Diagnostic and Neurological Processing Research Laboratory, Biomedical Engineering Program, University of Manitoba, Riverview Health Centre, Winnipeg, MB, Canada.
Med Biol Eng Comput. 2022 Mar;60(3):797-810. doi: 10.1007/s11517-022-02507-1. Epub 2022 Jan 31.

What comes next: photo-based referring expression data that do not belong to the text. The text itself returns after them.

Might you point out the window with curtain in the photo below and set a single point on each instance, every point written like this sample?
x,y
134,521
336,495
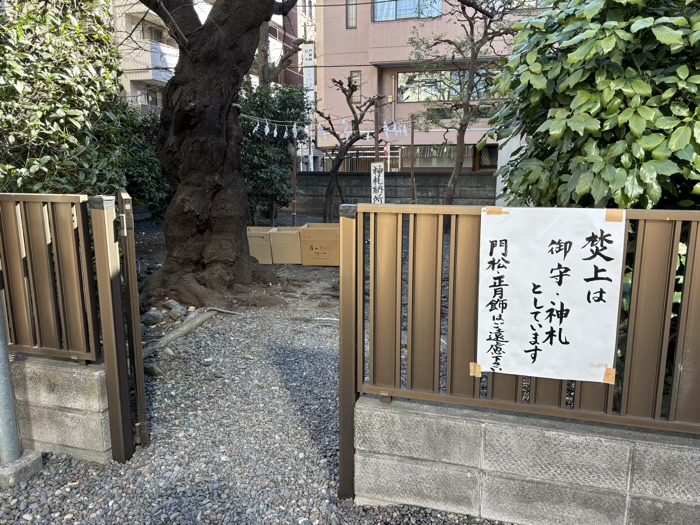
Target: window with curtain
x,y
351,14
386,10
356,77
439,85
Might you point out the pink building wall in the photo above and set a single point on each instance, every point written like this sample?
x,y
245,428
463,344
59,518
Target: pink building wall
x,y
380,50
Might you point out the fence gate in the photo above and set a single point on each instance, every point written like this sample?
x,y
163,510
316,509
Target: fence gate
x,y
61,283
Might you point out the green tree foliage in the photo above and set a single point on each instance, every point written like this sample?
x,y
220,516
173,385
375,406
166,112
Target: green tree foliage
x,y
605,94
267,160
139,161
58,84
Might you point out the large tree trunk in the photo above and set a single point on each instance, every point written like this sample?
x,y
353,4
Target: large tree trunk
x,y
200,150
457,169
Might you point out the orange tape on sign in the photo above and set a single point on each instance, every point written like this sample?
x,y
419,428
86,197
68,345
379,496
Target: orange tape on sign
x,y
614,215
475,369
609,378
496,211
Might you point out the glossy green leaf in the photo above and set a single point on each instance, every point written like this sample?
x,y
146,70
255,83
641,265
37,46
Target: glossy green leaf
x,y
668,36
680,138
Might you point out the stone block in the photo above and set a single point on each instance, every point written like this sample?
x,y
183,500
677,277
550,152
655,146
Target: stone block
x,y
59,384
387,430
529,502
644,511
393,479
20,470
665,471
537,453
66,428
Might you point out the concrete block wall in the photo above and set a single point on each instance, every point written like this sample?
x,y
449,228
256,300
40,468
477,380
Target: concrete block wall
x,y
523,469
62,407
472,189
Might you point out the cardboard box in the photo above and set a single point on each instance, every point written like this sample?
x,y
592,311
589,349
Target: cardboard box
x,y
285,245
320,244
259,243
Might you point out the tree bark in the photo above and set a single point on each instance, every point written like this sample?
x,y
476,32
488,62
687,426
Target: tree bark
x,y
459,163
200,149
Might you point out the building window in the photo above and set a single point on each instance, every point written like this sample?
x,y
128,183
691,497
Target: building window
x,y
356,77
386,10
134,28
439,86
156,34
152,97
488,158
351,14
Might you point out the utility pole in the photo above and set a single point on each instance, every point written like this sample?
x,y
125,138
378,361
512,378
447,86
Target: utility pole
x,y
294,186
414,200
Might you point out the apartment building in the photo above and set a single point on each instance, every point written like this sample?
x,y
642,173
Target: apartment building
x,y
149,54
368,41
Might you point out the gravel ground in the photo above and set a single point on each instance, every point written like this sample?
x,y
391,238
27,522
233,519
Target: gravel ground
x,y
244,429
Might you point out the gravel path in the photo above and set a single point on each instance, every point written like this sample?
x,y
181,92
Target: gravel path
x,y
244,430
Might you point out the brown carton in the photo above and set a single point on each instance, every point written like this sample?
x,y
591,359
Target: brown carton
x,y
320,244
259,243
285,245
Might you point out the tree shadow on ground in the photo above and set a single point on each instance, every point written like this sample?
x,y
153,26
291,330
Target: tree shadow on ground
x,y
311,380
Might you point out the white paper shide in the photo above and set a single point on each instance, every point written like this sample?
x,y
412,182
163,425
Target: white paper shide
x,y
549,291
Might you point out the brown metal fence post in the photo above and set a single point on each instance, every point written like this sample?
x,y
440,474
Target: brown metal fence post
x,y
114,345
133,317
348,348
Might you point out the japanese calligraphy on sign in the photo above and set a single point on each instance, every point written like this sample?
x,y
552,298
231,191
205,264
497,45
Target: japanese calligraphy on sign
x,y
549,291
377,176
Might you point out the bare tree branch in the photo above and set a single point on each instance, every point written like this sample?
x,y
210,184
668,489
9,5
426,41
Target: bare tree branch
x,y
282,8
166,16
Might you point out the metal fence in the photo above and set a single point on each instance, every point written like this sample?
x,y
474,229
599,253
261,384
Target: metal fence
x,y
402,271
61,282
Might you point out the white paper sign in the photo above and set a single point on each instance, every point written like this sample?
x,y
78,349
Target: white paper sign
x,y
549,291
377,176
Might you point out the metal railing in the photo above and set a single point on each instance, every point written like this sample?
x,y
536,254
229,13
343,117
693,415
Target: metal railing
x,y
403,272
60,266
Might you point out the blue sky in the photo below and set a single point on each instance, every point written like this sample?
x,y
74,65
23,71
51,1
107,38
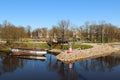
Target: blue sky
x,y
45,13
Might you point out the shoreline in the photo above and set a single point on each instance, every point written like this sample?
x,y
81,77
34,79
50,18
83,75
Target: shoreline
x,y
78,54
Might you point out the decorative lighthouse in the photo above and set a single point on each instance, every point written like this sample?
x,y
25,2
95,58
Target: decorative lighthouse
x,y
70,48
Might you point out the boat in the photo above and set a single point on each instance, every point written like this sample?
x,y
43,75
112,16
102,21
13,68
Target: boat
x,y
27,52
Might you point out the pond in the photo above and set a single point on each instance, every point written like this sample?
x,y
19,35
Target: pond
x,y
103,68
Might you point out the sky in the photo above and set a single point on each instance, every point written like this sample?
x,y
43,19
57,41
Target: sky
x,y
46,13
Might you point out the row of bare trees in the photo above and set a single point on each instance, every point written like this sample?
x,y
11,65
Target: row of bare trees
x,y
10,32
102,32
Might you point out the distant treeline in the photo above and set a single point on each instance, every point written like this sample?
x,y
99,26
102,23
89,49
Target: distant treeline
x,y
95,32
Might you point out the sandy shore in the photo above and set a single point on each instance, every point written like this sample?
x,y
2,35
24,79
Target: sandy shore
x,y
78,54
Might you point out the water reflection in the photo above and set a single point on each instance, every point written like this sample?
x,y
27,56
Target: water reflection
x,y
8,64
74,71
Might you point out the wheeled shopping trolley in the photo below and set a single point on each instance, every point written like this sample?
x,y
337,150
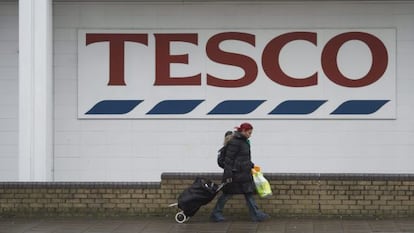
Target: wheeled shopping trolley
x,y
200,193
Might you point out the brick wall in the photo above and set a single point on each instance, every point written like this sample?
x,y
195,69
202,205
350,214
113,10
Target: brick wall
x,y
293,195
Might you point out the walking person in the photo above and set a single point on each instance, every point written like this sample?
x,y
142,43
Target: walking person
x,y
237,173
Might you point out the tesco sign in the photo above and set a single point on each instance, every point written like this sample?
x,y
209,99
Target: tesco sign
x,y
252,73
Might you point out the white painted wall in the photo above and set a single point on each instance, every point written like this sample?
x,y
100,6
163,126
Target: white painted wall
x,y
140,150
9,44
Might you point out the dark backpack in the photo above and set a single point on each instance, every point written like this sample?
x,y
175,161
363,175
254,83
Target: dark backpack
x,y
221,157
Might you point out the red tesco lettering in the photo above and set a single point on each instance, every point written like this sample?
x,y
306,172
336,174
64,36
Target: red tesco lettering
x,y
269,58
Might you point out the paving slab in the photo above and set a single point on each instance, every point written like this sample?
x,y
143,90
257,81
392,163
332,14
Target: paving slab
x,y
202,225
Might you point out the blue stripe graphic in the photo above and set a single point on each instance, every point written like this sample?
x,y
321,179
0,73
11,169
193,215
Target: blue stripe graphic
x,y
298,107
174,107
362,107
113,107
236,107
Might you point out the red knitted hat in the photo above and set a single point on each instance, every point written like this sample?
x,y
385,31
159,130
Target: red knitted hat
x,y
244,127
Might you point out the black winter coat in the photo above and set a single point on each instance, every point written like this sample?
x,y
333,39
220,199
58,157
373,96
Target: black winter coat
x,y
238,166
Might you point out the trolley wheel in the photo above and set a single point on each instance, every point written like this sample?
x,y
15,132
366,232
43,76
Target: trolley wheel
x,y
180,217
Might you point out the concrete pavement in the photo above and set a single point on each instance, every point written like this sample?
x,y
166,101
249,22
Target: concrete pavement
x,y
202,225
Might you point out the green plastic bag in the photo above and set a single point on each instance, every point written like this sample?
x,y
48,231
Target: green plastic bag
x,y
262,184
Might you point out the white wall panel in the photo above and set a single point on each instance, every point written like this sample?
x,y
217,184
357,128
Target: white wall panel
x,y
8,91
140,150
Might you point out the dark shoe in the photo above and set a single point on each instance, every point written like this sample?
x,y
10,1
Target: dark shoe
x,y
217,217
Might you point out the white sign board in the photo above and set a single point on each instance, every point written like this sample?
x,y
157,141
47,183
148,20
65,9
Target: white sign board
x,y
240,73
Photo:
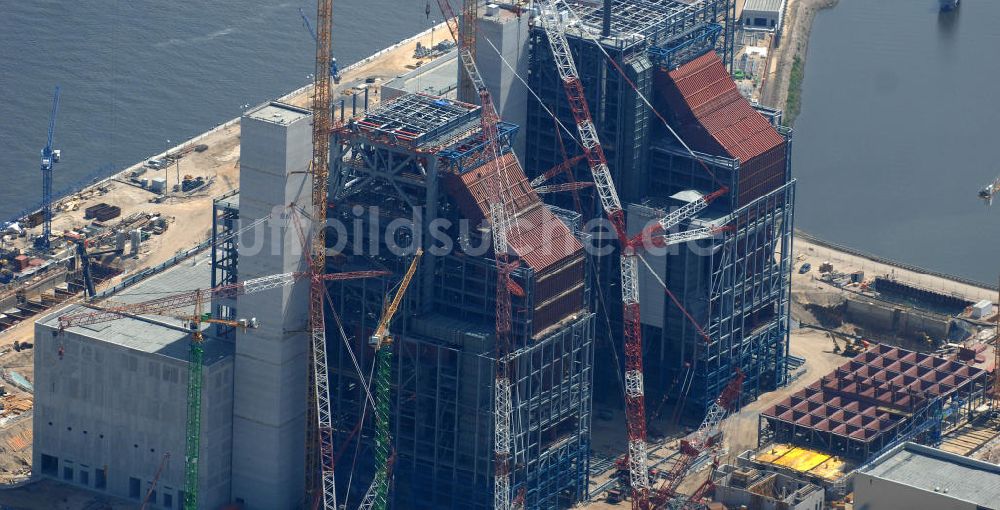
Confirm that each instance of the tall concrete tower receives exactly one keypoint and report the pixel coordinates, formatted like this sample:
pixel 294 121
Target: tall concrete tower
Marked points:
pixel 502 36
pixel 270 378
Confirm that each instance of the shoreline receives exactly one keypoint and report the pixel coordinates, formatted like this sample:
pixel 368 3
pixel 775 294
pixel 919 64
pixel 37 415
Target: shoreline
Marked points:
pixel 791 53
pixel 289 97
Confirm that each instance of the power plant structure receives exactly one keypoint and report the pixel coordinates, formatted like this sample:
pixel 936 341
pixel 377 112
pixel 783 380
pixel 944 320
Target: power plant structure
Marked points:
pixel 647 66
pixel 510 332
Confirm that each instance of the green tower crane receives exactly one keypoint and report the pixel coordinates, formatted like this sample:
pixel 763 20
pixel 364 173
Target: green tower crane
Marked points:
pixel 377 497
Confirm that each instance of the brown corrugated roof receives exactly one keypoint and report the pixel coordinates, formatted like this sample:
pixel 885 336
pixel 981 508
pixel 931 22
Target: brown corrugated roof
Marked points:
pixel 538 237
pixel 711 98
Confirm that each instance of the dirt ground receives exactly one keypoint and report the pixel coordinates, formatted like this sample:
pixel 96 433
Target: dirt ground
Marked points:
pixel 190 222
pixel 799 16
pixel 52 495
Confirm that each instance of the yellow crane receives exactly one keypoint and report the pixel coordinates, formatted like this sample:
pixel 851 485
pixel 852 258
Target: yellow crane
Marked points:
pixel 377 497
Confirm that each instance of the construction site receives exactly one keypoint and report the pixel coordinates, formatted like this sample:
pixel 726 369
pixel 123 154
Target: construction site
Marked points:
pixel 546 264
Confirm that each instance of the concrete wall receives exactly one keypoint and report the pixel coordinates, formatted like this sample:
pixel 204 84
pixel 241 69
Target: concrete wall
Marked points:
pixel 105 407
pixel 509 34
pixel 872 493
pixel 271 361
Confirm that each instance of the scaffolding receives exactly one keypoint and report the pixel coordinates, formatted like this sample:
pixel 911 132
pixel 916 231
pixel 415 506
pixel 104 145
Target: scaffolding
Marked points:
pixel 397 179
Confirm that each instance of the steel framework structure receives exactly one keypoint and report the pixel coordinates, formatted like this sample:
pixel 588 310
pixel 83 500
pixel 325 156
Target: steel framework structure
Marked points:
pixel 642 32
pixel 881 397
pixel 737 289
pixel 444 369
pixel 225 257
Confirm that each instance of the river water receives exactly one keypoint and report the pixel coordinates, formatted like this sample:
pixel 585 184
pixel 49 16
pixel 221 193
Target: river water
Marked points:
pixel 899 122
pixel 137 73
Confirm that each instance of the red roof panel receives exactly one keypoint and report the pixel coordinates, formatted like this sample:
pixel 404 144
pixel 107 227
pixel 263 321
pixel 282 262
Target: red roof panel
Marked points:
pixel 711 98
pixel 538 237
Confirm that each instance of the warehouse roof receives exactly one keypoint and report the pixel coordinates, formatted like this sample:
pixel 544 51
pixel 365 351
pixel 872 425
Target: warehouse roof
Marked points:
pixel 764 5
pixel 152 334
pixel 934 470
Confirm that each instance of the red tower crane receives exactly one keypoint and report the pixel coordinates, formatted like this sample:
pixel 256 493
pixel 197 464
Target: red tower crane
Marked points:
pixel 707 436
pixel 634 391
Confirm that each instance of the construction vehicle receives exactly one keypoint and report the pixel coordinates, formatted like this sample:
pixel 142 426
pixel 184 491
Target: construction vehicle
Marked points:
pixel 50 157
pixel 987 192
pixel 83 258
pixel 377 497
pixel 152 484
pixel 852 346
pixel 707 437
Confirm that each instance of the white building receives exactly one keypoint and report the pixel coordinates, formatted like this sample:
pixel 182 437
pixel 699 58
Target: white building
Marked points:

Diagnosis of Alzheimer's disease (AD) from AD with cerebrovascular disease pathology (AD-CVD) is a rising challenge. Using electrovestibulography (EVestG) measured signals, we develop an automated feature extraction and selection algorithm for an unbiased identification of AD and AD-CVD from healthy controls as well as their separation from each other. EVestG signals of 24 healthy controls, 16 individuals with AD, and 13 with AD-CVD were analyzed within two separate groupings: One-versus-One and One-versus-All. A multistage feature selection process was conducted over the training dataset using linear support vector machine (SVM) classification with 10-fold cross-validation, k nearest neighbors/averaging imputation, and exhaustive search. The most frequently selected features that achieved highest classification performance were selected. 10-fold cross-validation was applied via a linear SVM classification on the entire dataset. Multivariate analysis was run to test the between population differences while controlling for the covariates. Classification accuracies of ≥ 80% and 78% were achieved for the One-versus-All classification approach and AD versus AD-CVD separation, respectively. The results also held true after controlling for the effect of covariates. AD/AD-CVD participants showed smaller/larger EVestG averaged field potential signals compared to healthy controls and AD-CVD/AD participants. These characteristics are in line with our previous study results.
阿尔茨海默病(AD)合并血管性疾病病理学(AD-CVD)的诊断是一个日益严峻的挑战。本研究使用前庭诱发肌源性电位(EVestG)测量信号,开发了一种自动特征提取和选择算法,用于从健康对照者中公正地区分 AD 和 AD-CVD,并将它们彼此区分开。分析了 24 名健康对照者、16 名 AD 患者和 13 名 AD-CVD 患者的 EVestG 信号,分为两组进行分析:一对一和一对多。使用具有 10 折交叉验证、k 最近邻/平均插补和穷举搜索的线性支持向量机(SVM)分类对训练数据集进行多阶段特征选择过程。选择最常被选中并具有最高分类性能的特征。通过线性 SVM 分类对整个数据集应用 10 折交叉验证。进行了多变量分析,以测试人群间差异,同时控制协变量的影响。对于一对多分类方法,分类准确率≥80%,对于 AD 与 AD-CVD 的分离,分类准确率≥78%。在控制协变量的影响后,结果仍然成立。AD/AD-CVD 参与者的 EVestG 平均场电位信号小于/大于健康对照者和 AD-CVD/AD 参与者。这些特征与我们之前的研究结果一致。